You can then validate or mine new deals for cryptocurrency equal to the number of Cryptocurrency you have staked. Hence, the more Cryptocurrencies you stake, the higher the power you will have to validate transactions and the more you can earn and increase your wallet holdings.
Staking provides a financial incentive that helps to build a blockchain and helps to keep a node honest. Any Node that tries to broadcast fraudulent information will be shut down and no longer be allowed to do validations or earn the accruing rewards. In many networks the dishonest node will lose any cryptocurrency it has earned as well.
Overall Staking is cheaper than Mining. Since Mining hardware is upgraded continuously you could stand to lose a a good amount of money by selling outdated equipment for mining or be stuck with it.
What is a Staking Pool?
When large PoS networks need big amounts of Staked coins in order to qualify for doing validations, they will pool their Cryptocoins together then divide what is earned among the pool members.

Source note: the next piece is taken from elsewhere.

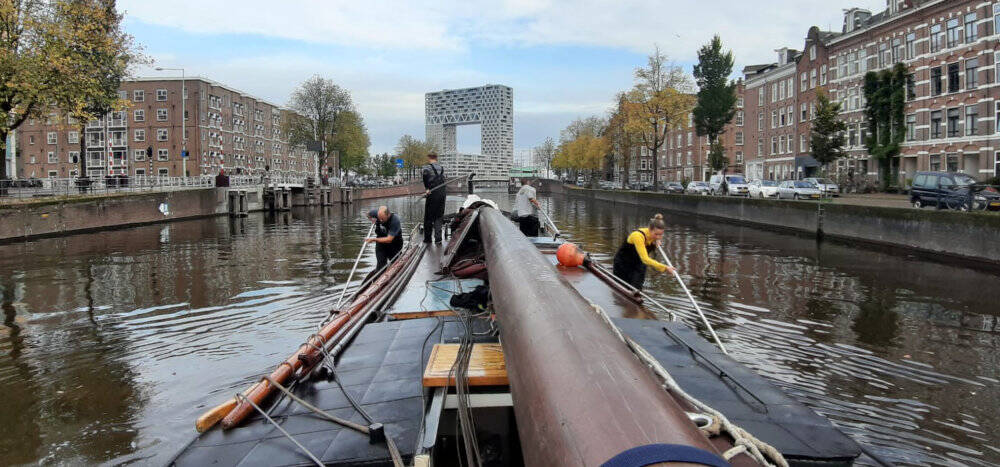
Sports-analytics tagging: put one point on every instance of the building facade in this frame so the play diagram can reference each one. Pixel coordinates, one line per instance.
(953, 97)
(225, 129)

Some Staking pools have voting systems and even though the nodes that can validate are small, this does give the incentive to work for the good of the network.
What are the Benefits of Staking?
- Forget the costly mining equipment such as ASICs or high-end GPUs as you won’t need them.
- The cryptocurrency for Staking, you hold in your own crypto-wallet
- The value of cryptocurrency staked through PoS doesn’t depreciate, however the normal fluctuation of value does effect the value of your Stake.
- Proof of Stake is more Eco-friendly and energy efficient than the Proof of Work (PoW) used in bitcoin mining.
- Staking guarantees you a predictable source of income as the value of cryptocurrency increases in a predictable manner.
The only drawback cryptocurrency staking has is that they hold the cryptocurrency up for a period of time. Furthermore, you cannot sell the cryptocurrency until that amount of time runs out.
OK, How do you Earn from Staking?
In cryptocurrency staking, you can calculate the earning rates based on the maturity period you need to keep the Cryptocurrency you stake up. But, every cryptocurrency has different rules and rates while the basic operation method remains the same.
For staking of 3 months, you will receive a minimum of 20% in your returns. In 6 months though, staking grants you a minimum of 50%, and 12 months staking locks you into a 100% return.
How do you get started in Staking?
According to https://www.bitcoinmarketjournal.com/staking-cryptocurrency/ here’s how to get started in Staking:
To start staking cryptocurrency, you need to follow these five steps:
- Choose a coin to stake.
There are a lot of PoS coins available in the altcoin market. One can surf the web and decide which coins they want to stake. On top of that, we have compiled a list of the most profitable coins to stake recently.
- Download the wallet.
A software wallet is essential to the staking process. It is where you store the funds used for staking. Simply go to the website of the coin you want to stake and download the wallet.
- Determine the minimum requirements.
Some coins have a minimum number of coins required in order to stake. Dash requires 1000 DASH while Ethereum plans to start with 32 ETH. Although, there are also coins like PIVX, NEO, and PART that have no required minimum.
- Decide what hardware to use.
Most staking schemes require a validator (staker) to be connected to the network 24/7. Therefore, you need a device that has uninterrupted internet access.A standard desktop computer would do well, preferably one that consumes less power as it needs to run around the clock. A raspberry pi can do the job as well and might save electricity.You can also take advantage of virtual private servers (VPS). Running on the cloud adds a lot of convenience for the staker as it removes maintenance hassles.
- Start staking.
After your wallet is set up, you can begin the staking process. Be sure to be connected to the internet at all times, unless you’re using a VPS. At this point, all that’s left to do is occasionally check in on your node to ensure everything is running smoothly.